Quantization of Holomorphic Symplectic Manifolds: Analytic Continuation of Path Integrals and Coherent States
Joshua Lackman
TL;DR
The paper addresses quantization on holomorphic symplectic manifolds by extending Berezin’s framework to allow the target to be $T^*\mathbb{P}\mathcal{H}$ and to Grassmannians, and by formulating a holomorphic path integral quantization that yields an idempotent in a convolution algebra. It develops the geometry of $T^*\mathbf{G}_n\mathcal{H}$ with commuting integrable almost complex structures $I,J$ and a holomorphic symplectic form $\Omega$, establishing a Hermitian, polarization-rich setting that supports both pointwise and path-integral quantizations. The work shows an equivalence between holomorphic Berezin quantization and holomorphic path-integral quantization, and constructs a functor from finite-dimensional $C^*$-algebras to hyperkähler manifolds, linking quantum commutators to Poisson brackets on these geometric spaces. It also provides explicit quantization constructions on $T^*\mathbf{G}_n\mathcal{H}$ and discusses the role of LS-submanifolds in defining integration cycles, along with concrete examples tying the formalism to well-known quantization schemes such as Toeplitz quantization.
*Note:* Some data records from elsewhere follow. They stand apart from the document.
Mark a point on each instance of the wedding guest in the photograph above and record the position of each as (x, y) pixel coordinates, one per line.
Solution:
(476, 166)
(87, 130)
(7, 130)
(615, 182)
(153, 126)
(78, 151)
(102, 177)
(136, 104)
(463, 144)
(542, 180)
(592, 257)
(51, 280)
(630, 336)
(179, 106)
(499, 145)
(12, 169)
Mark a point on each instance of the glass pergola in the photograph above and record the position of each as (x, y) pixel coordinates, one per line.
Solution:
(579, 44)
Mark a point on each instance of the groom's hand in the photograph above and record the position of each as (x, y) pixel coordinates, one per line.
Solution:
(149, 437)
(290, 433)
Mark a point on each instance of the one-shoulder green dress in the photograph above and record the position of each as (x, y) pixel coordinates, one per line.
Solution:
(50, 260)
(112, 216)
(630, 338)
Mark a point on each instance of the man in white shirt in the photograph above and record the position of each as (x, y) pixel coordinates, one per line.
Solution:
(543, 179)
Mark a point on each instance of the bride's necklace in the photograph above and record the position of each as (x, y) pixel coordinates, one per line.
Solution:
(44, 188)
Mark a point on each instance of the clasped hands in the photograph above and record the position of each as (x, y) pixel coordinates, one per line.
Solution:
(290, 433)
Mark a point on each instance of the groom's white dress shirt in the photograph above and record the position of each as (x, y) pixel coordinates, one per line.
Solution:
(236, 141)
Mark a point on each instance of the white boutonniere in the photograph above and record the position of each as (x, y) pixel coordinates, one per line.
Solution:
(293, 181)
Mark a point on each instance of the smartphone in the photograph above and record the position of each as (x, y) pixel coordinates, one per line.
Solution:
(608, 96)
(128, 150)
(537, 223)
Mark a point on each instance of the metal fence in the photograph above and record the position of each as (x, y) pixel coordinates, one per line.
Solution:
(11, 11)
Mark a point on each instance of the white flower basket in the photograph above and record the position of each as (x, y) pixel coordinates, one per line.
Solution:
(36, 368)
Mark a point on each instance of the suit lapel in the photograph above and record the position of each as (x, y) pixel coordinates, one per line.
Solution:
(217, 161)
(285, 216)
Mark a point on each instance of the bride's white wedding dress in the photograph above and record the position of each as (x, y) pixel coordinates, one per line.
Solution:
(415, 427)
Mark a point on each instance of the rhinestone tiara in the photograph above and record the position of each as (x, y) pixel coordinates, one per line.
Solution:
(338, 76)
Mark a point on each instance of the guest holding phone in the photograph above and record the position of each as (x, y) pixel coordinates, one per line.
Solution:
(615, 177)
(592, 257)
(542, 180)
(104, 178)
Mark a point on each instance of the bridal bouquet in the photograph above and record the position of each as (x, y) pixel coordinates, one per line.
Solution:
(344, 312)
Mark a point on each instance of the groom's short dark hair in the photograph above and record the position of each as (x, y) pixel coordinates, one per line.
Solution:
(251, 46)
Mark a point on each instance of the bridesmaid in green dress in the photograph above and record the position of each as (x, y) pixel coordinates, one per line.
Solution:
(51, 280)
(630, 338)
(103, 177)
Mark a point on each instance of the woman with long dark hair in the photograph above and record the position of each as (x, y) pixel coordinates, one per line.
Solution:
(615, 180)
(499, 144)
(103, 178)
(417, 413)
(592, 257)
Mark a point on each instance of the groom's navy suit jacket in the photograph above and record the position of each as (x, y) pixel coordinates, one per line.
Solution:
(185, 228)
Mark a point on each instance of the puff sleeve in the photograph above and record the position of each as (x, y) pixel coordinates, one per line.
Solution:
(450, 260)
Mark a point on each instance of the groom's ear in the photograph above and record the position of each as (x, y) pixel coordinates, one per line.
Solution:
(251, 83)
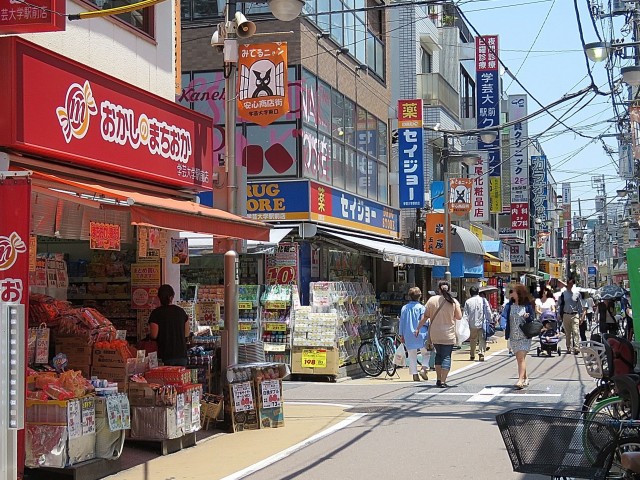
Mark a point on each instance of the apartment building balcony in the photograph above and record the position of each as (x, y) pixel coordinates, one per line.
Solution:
(437, 92)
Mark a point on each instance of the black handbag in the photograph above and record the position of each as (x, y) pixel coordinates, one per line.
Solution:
(531, 329)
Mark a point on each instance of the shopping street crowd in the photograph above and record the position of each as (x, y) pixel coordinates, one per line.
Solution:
(435, 328)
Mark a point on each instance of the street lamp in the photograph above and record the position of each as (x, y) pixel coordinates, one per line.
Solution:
(226, 37)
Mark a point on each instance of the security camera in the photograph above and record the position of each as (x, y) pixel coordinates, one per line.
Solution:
(244, 27)
(217, 40)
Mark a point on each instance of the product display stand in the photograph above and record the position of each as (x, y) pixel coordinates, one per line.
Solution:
(326, 334)
(276, 323)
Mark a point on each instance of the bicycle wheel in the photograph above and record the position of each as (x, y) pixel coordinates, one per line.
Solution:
(389, 352)
(601, 392)
(369, 359)
(625, 444)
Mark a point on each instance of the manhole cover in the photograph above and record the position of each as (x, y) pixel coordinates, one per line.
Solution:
(370, 409)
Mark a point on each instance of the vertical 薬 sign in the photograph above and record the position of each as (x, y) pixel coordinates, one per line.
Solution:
(519, 141)
(410, 152)
(566, 214)
(488, 111)
(480, 192)
(539, 190)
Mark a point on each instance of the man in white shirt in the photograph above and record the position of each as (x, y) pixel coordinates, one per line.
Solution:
(476, 312)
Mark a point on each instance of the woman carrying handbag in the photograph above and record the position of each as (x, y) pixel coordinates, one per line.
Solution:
(517, 314)
(442, 311)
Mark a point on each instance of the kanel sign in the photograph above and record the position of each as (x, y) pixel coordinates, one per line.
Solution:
(99, 122)
(262, 82)
(32, 17)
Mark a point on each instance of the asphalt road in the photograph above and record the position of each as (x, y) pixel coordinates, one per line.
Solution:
(414, 430)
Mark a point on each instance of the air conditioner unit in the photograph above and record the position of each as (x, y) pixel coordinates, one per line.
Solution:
(619, 7)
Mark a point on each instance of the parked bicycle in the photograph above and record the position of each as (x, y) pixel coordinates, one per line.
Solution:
(378, 347)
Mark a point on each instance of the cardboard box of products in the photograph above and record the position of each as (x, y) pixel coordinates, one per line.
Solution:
(154, 423)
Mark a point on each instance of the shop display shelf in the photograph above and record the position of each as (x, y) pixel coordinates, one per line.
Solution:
(99, 280)
(101, 296)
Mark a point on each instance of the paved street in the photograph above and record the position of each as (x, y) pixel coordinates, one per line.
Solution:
(411, 430)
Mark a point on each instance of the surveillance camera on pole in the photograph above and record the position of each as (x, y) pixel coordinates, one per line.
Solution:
(244, 28)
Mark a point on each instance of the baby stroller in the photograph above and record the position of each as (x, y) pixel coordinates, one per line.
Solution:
(549, 336)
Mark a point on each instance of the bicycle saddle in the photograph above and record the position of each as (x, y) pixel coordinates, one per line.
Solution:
(627, 387)
(631, 461)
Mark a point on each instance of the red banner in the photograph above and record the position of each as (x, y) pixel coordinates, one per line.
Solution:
(15, 217)
(262, 82)
(35, 16)
(519, 216)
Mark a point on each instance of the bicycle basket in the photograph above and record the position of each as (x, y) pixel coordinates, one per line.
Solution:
(389, 325)
(558, 443)
(367, 331)
(595, 360)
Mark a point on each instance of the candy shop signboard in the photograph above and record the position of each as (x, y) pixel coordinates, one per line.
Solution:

The results collectively broaden the bridge between operator-algebraic quantization and complex- and hyperkähler-geometry, with potential implications for A-model perspectives and noncommutative geometry.
Abstract
We extend Berezin's quantization $q:M\to\mathbb{P}\mathcal{H}$ to holomorphic symplectic manifolds, which involves replacing the state space $\mathbb{P}\mathcal{H}$ with its complexification $\text{T}^*\mathbb{P}\mathcal{H}.$ We show that this is equivalent to replacing rank$\unicode{x2013}$1 Hermitian projections with all rank$\unicode{x2013}$1 projections. We furthermore allow the states to be points in the cotangent bundle of a Grassmanian. We also define a holomorphic path integral quantization as a certain idempotent in a convolution algebra and we prove that these two quantizations are equivalent. For each $n>0,$ we construct a faithful functor from the category of finite dimensional $C^*$$\unicode{x2013}$algebras to to the category of hyperkähler manifolds and we show that our quantization recovers the original $C^*$$\unicode{x2013}$algebra. In particular, this functor comes with a homomorphism from the commutator algebra of the $C^*$$\unicode{x2013}$algebra to the Poisson algebra of the associated hyperkähler manifold. Related to this, we show that the cotangent bundles of Grassmanians have commuting almost complex structures that are compatible with a holomorphic symplectic form.